This Is Your Brain On Walking. Any Questions?

Walking the Via Podiensis in France

I came across this story last week about Vancouver author John Izzo. A popular author, business speaker, and consultant, Izzo had a successful career writing and teaching about how to live and work better.

But he wasn’t happy.

So where did he go to rediscover himself? The Camino, of course.

“Izzo hiked in Spain for 29 days and found he was happier when he learned to surrender to circumstances, rather than hooking his happiness to outcomes.”

(Click here for the whole article)

(Sounds a lot like my Practice Acceptance mantra.)

Izzo isn’t pointing out something new. It’s been 2400 years since Hippocrates said “Walking is a man’s best medicine.”

Modern medicine still agrees:

Something as simple as walking to work makes you happier.

Committing to walking outside, in nature, has a host of physical benefits.

Walking specifically in nature, away from cities and traffic, has measurable effects on mental health. 

Something like the Camino de Santiago takes walking to an extreme, and blends it with the spiritual practice of pilgrimage.

Is it any surprise, then, that walking the Camino de Santiago is often life changing?


A long, intentional walk like The Camino is a chance to stretch both muscle and mind. It’s a place to think, to grieve, to pray, to rest, and to build a lot more of those nerve endings in the brain.

Of course, the opposite is also true. NOT walking is NOT good for your mental health. Trust me on this one. Last week my physical therapist once again grounded me from walking any distance. My feet and their plantar fascitis/tendonitis/heel spurs still aren’t healing. I’ve spent more time off my feet in the past year than I have being upright. And I have both the expanding waistline and the general sense of “blah” to prove it.

Being grounded is excruciating.

This is not my actual x-ray, but I do have a similar-looking pointy thing on my heel.

But I’m in this for the long game, which starts with six weeks on the hilly, remote, beautiful Camino Norte/Primitivo this fall. (And then will expand to the Camino Arles, the West Highland Way in Scotland, and that’s just getting started.)

“It’s not optional,” I told the PT. He agreed not to try to talk me out of it.

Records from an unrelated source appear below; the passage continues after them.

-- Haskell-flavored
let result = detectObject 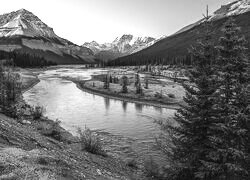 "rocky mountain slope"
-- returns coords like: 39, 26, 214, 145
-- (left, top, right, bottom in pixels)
112, 0, 250, 65
0, 9, 94, 64
82, 34, 157, 61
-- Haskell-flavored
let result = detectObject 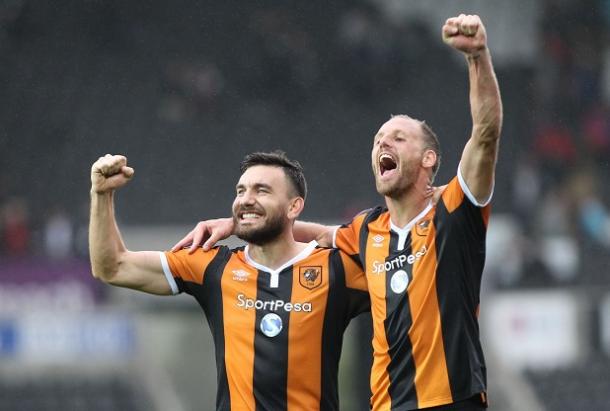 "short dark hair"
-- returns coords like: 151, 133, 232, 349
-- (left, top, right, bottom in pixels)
239, 150, 307, 199
390, 114, 441, 181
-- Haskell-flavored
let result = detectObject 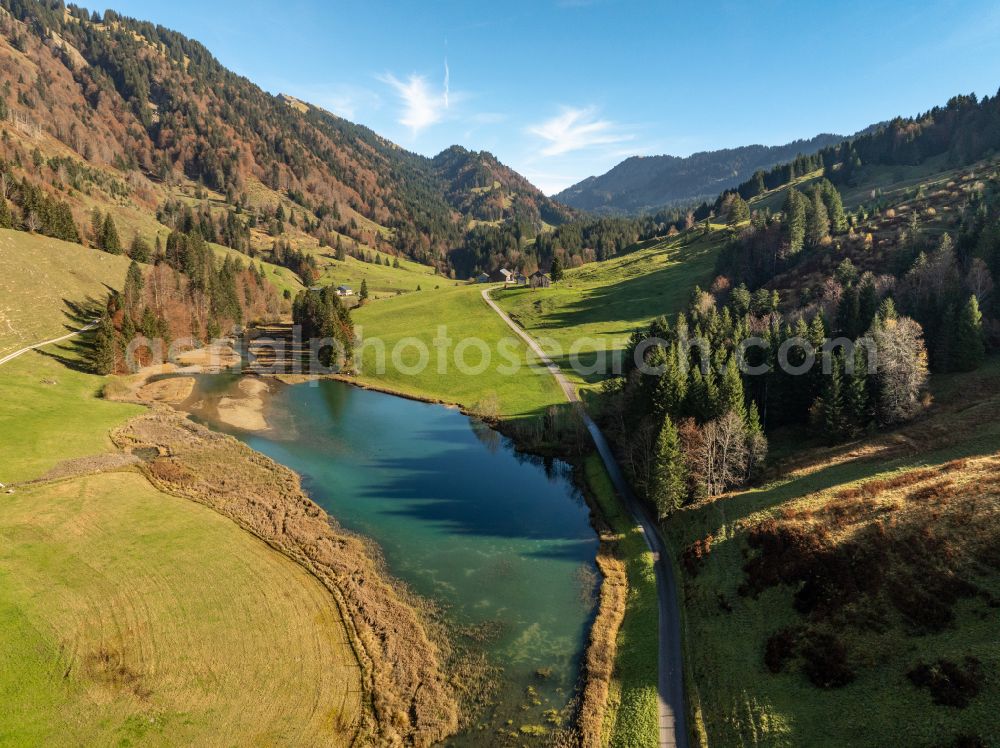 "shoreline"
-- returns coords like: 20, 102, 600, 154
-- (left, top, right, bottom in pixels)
125, 360, 627, 746
322, 374, 628, 748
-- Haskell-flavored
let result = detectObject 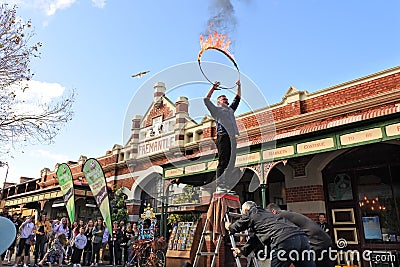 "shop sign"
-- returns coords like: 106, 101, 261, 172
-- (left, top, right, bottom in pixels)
385, 123, 400, 136
138, 135, 176, 157
185, 163, 206, 174
297, 137, 335, 154
207, 160, 218, 170
165, 168, 183, 178
82, 158, 112, 238
263, 146, 294, 159
235, 152, 261, 166
340, 128, 382, 145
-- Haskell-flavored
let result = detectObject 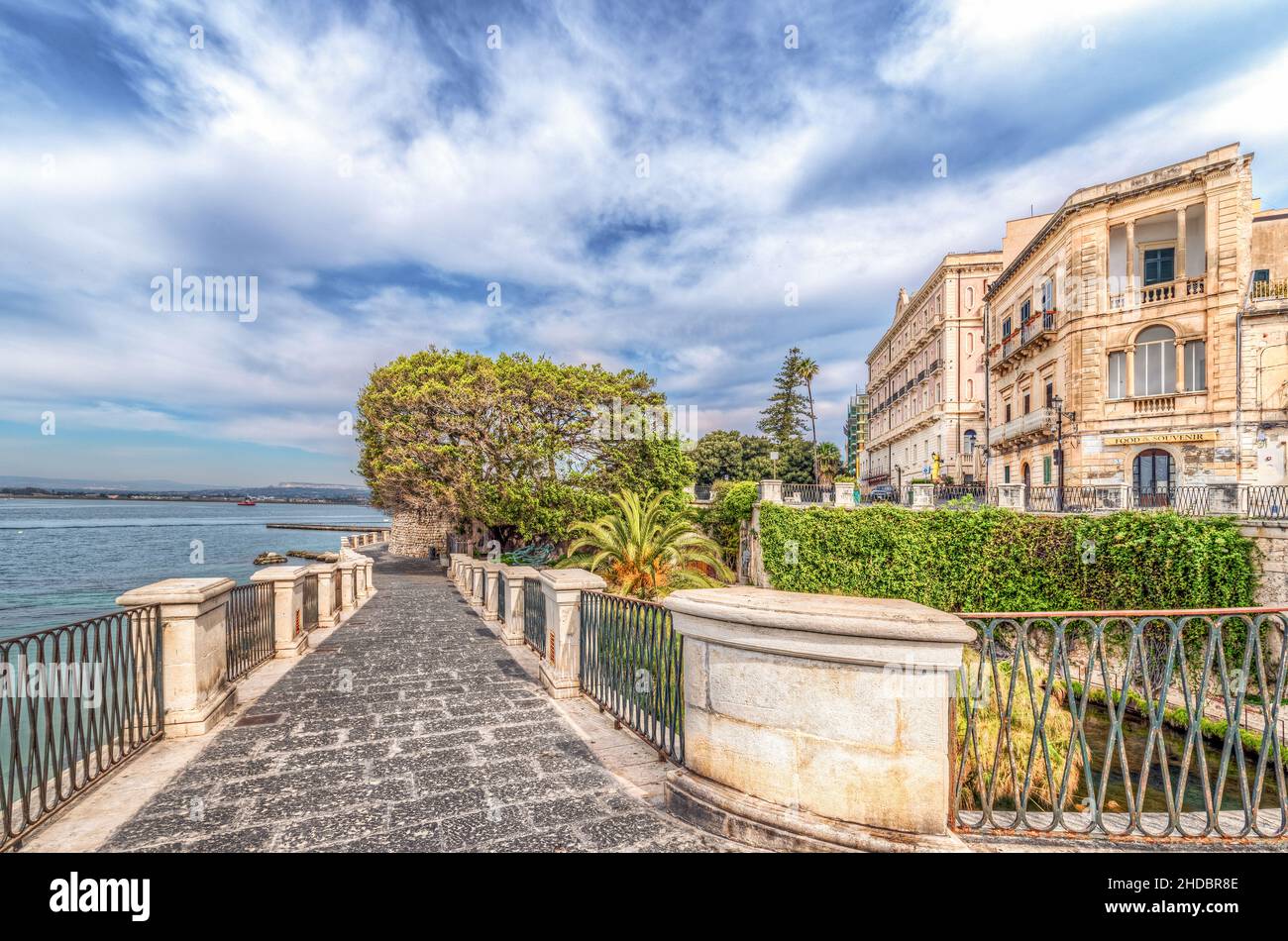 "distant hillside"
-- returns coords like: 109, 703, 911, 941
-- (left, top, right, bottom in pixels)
0, 475, 371, 503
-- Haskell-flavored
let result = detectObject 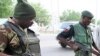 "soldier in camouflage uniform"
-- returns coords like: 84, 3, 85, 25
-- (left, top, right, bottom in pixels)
0, 0, 40, 56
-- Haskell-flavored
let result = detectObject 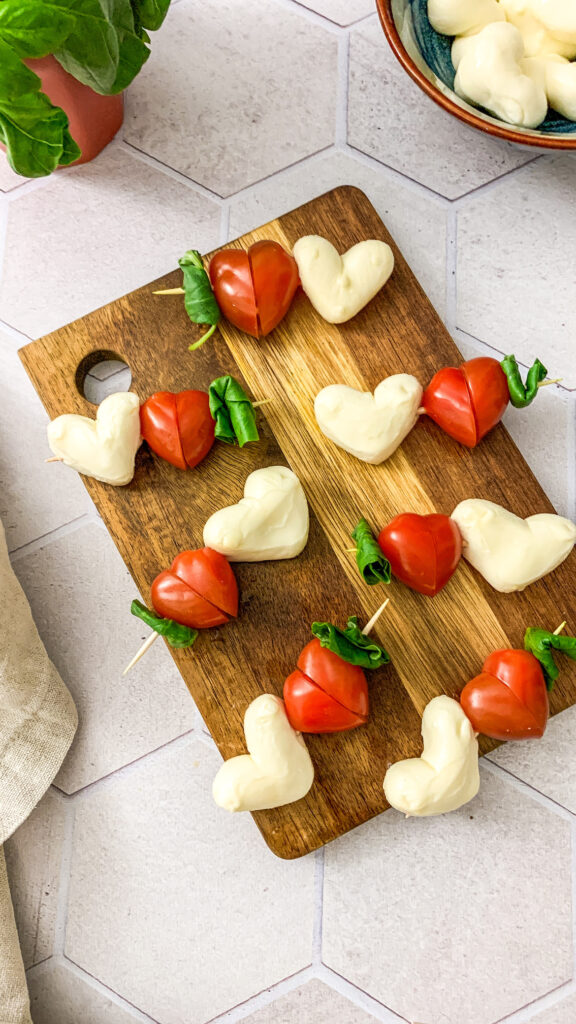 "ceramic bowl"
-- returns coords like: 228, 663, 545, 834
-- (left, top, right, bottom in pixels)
376, 0, 576, 150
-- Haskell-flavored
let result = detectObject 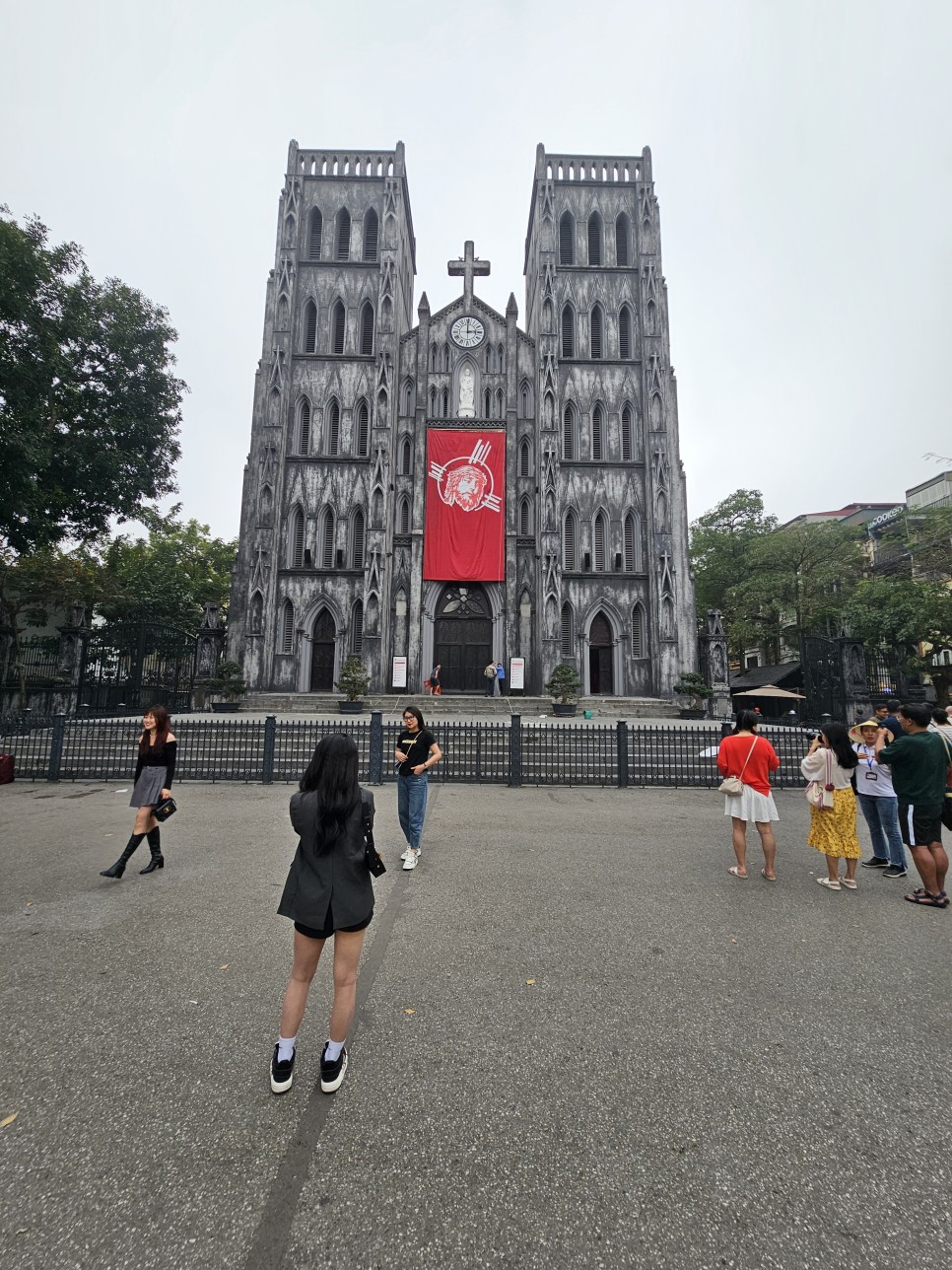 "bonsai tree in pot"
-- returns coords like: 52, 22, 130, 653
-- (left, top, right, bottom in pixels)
674, 670, 714, 719
334, 657, 371, 714
204, 662, 247, 713
546, 662, 581, 716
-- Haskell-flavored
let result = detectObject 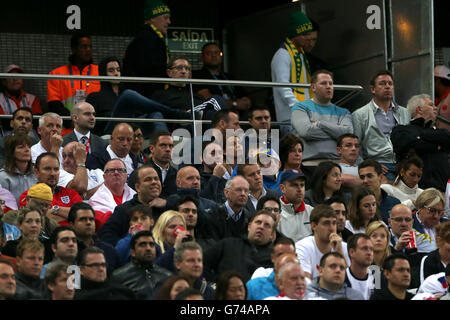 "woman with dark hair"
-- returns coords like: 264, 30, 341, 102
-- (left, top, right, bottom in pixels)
381, 156, 423, 211
305, 161, 351, 207
214, 271, 247, 300
0, 133, 38, 203
345, 188, 381, 234
156, 275, 191, 300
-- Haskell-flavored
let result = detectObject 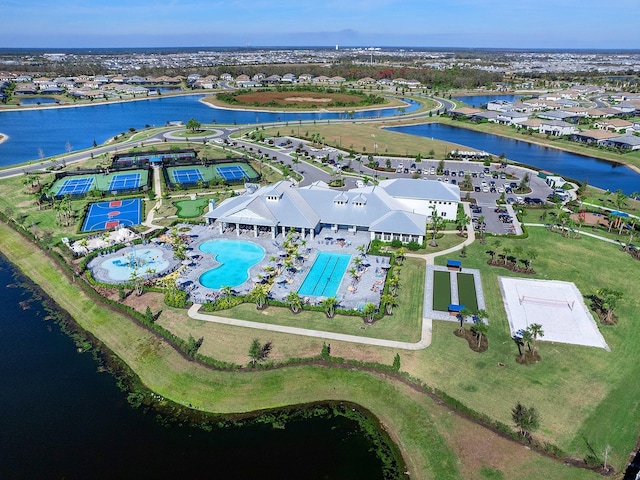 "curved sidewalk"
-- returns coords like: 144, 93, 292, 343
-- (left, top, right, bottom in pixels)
189, 304, 431, 350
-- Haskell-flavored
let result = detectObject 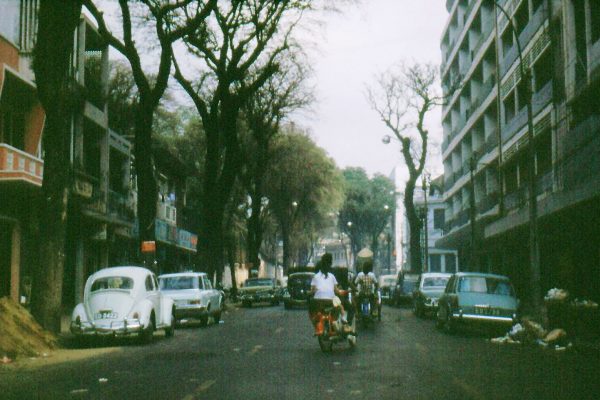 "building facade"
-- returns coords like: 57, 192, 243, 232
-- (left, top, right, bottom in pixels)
438, 0, 600, 299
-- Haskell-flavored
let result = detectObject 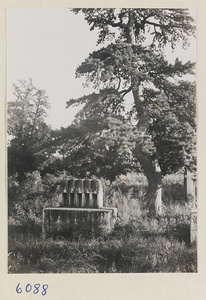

Because like Izzo, my life can’t all be about writing books and teaching classes. Except this week, my life is still writing books and teaching classes.

So will you all do me a favor and go outside and walk somewhere this week? Breathe the outside air, find a pace that your body likes, and just go.

Published by beth jusino

Editor. Writer. Teacher. Pilgrim. At home in the Pacific Northwest.

3 thoughts on “This Is Your Brain On Walking. Any Questions?

  1. Reblogged this on Mental Flowers and commented:
    A great meditation on walking from a good friend of mine.
    My husband and I took our own short getaway this past weekend, and other than sit around reading books and drinking tea, we walked. We walked on quiet country roads, we walked along the tops of dykes, we walked a small portion of a small mountain.
    We felt the different breezes blowing in our faces. We smelled the salty marshes of the flats where the ocean meets the farmlands the sea air blowing in off the Sound, and the cedars and firs on the mountain awakening from winter. We heard and saw various raptors, song birds, and water fowl co-mingling. And in just those few short miles we accumulated over the weekend, we felt more refreshed than we had in awhile. Even just a short walk in nature can do wonders.